You’ve got to build a mechanism for high levels of employee engagement. That might mean virtual check-ins, virtual coffee hours. When our COVID conditions allow it, it may even mean physical offsite meetings. We need to continue to reimagine how we do engagement in this new world. We want to give our colleagues and our customers something to be excited about and providing a human connection is an important part of that.
You’re Also The Co-Chair Of The TechPACT. What Are TechPACT’s Aims?
It all started during a meeting of fellow CIO Colleagues to discuss how IT can help deal with the health crisis, through things like touchless processes. But the meeting occurred a week after the murder of George Floyd. And we got into that meeting and we couldn’t think about the COVID crisis. All we could focus on was the current social injustices happening around us.
From that meeting, we formed the TechPACT. We have a vision that says anyone with a passion for technology will have the ability to succeed. We’re looking to reduce the digital divide and increase the representation of underrepresented communities in the technology sector.

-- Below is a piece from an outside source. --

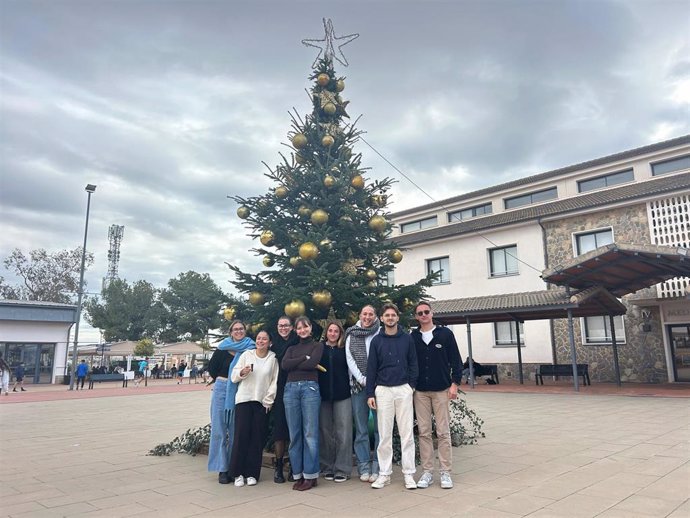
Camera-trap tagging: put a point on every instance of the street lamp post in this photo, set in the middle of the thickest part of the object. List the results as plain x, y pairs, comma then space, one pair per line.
90, 189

It’s a loose coalition of CIOs, partners, IT professionals, HR professionals, and anybody who’s interested in helping us execute our mission, and we want people to take our pledge. It’s about pledging to add one thing to your day that you wouldn’t otherwise do.
If you read a book, add a book from an author you wouldn’t otherwise read. Take somebody to lunch that you wouldn’t otherwise take. Or meet with a supplier you wouldn’t otherwise meet with. You can be the multiplier effect. Take the pledge, share it with your network, and just start by adding one.
Lastly, Do You Have Any Advice For Young Professionals Graduating Into This New Normal?
My biggest advice is to learn your story. Tell yourself a personal narrative that will drive you to better outcomes. Is that story helping you to progress? If not, change that personal narrative. Make it one that targets you toward unleashing your potential, rather than limiting it.
And dream big. Because what are dreams for, if they’re not big?